Cadre éthique

Quand on découvre un modèle d'analyse humaine, des questions surgissent naturellement. Est-ce que ce modèle enferme les gens dans des catégories ? Est-ce qu'il prétend tout expliquer ? Est-ce une nouvelle psychologie ? Une croyance ?

Voici des réponses directes.

Est-ce que ce modèle colle des étiquettes ?

« Si je dis d'une personne qu'elle est "dans le Chaos", est-ce que je la réduis à ça ? »

Non. Le M7FA lit des configurations provisoires, pas des identités permanentes. Personne n'est "une Force". Quelqu'un traverse une période dominée par le Chaos. Une institution est momentanément en déficit de Lien. Une civilisation est en tension entre Ordre et Transcendance. Les Forces bougent. Les configurations changent. Le modèle est un outil de lecture mobile, pas un système de classification fixe.

Est-ce que ce modèle explique tout ?

« Si toute situation peut être lue avec les sept Forces, alors le modèle ne peut jamais avoir tort — ce qui le rend inutile. »

C'est l'objection la plus sérieuse — et elle mérite une réponse honnête. Le M7FA ne prétend pas identifier les causes des phénomènes. Il identifie des dynamiques. Deux lectures M7FA d'une même situation peuvent être différentes, et les deux peuvent être valides. Ce que le modèle ne peut pas faire : prédire. Ce qu'il peut faire : rendre visible ce qui était opaque. Cette limite n'est pas une faiblesse — c'est une protection contre le dogmatisme.

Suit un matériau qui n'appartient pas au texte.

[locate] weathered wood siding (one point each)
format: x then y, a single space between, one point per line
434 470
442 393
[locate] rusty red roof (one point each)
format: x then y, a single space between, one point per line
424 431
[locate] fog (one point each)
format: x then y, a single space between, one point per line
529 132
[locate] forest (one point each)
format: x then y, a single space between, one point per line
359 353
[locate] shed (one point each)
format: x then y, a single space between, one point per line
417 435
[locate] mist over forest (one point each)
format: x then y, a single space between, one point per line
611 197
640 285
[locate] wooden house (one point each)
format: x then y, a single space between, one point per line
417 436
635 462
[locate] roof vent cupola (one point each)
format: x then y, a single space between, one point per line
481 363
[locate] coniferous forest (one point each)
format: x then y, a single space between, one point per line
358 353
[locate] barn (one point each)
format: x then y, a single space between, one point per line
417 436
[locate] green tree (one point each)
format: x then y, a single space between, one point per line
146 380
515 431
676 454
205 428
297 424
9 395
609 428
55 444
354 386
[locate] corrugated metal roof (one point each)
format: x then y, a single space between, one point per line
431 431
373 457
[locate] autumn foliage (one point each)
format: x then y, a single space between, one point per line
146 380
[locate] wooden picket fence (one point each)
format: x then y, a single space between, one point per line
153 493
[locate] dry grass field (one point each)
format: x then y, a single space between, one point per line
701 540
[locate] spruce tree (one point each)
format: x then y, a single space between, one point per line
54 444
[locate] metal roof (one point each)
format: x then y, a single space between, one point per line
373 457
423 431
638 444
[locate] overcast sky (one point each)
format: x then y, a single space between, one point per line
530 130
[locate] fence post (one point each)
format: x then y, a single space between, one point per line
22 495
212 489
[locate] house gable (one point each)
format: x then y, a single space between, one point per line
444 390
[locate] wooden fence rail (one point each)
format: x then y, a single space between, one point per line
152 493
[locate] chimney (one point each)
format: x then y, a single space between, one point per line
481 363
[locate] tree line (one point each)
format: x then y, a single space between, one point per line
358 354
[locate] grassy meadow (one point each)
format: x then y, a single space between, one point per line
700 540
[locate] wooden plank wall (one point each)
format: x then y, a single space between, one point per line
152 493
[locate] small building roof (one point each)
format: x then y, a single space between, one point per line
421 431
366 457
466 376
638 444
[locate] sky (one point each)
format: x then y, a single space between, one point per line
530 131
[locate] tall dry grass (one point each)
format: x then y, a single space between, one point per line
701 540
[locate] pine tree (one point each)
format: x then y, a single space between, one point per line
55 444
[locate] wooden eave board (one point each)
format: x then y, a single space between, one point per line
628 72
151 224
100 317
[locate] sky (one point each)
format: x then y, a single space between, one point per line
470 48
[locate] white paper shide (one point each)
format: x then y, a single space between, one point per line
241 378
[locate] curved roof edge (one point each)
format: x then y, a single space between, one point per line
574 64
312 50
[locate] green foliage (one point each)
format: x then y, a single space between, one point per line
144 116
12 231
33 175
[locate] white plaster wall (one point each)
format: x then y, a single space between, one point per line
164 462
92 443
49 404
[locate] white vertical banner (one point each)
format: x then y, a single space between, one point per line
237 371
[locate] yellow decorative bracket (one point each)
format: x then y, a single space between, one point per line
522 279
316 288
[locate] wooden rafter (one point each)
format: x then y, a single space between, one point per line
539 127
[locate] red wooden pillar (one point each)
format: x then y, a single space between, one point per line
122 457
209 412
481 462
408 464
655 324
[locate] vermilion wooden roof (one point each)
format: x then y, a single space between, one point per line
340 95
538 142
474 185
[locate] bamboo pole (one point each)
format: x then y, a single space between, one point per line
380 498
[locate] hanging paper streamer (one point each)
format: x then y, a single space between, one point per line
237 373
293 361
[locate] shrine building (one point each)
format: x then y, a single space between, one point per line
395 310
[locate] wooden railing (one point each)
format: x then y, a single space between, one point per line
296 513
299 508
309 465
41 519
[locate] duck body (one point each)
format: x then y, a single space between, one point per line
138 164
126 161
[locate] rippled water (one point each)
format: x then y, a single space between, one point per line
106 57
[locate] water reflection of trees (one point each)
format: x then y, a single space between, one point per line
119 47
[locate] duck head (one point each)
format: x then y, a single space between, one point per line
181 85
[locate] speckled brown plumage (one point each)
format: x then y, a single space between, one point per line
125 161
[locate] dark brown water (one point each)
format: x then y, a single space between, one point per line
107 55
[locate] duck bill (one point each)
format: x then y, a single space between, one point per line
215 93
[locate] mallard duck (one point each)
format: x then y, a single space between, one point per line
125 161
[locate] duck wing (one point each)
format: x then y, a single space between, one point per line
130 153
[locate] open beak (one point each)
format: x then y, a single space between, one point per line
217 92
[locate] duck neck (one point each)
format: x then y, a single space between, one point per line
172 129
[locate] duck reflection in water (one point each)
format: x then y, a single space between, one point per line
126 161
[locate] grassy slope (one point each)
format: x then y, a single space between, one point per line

Est-ce une croyance ? Une spiritualité ?

« La Transcendance, le Chaos, l'Épreuve... ça ressemble à une cosmologie religieuse. »

Le M7FA utilise des termes qui ont des résonances dans de nombreuses traditions — et il le fait délibérément, parce que c'est précisément là que ces traditions ont reconnu les mêmes fonctions. Mais il ne demande aucune adhésion. La Transcendance dans le M7FA est une structure fonctionnelle — ce qui empêche tout système de se refermer sur lui-même — pas une entité religieuse. On peut utiliser le modèle sans partager aucune conviction spirituelle.

Est-ce du développement personnel ?

« Ça ressemble à un outil pour "trouver ses Forces" ou "s'aligner sur sa Transcendance". »

Le M7FA n'optimise rien. Il ne prescrit pas de direction. Il ne dit pas quelle Force "développer". C'est un outil d'analyse et de lecture — pas de prescription. Il s'applique aux individus, mais aussi aux institutions, aux civilisations, aux crises historiques. Son ambition est comparative et compréhensive, pas thérapeutique.

Le critère absolu

Toute interaction avec le M7FA doit laisser la personne plus libre à la sortie qu'à l'entrée.

Si ce n'est pas le cas — si le modèle enferme plutôt qu'il n'ouvre, si la lecture réduit plutôt qu'elle n'éclaire, si l'utilisateur se sent cerné plutôt qu'orienté — alors le modèle a échoué à sa mission, quelle que soit la rigueur de l'analyse.

La liberté du lecteur n'est pas un principe parmi d'autres. C'est le critère de réussite de toute l'œuvre.

Ce que le modèle refuse

Toute prétention à l'exhaustivité. Toute lecture déterministe du réel. Toute utilisation qui servirait à enfermer plutôt qu'à ouvrir. Toute confusion entre la carte et le territoire. Et toute instrumentalisation — le M7FA sait qu'il peut être mal utilisé, et cette conscience fait partie de son architecture.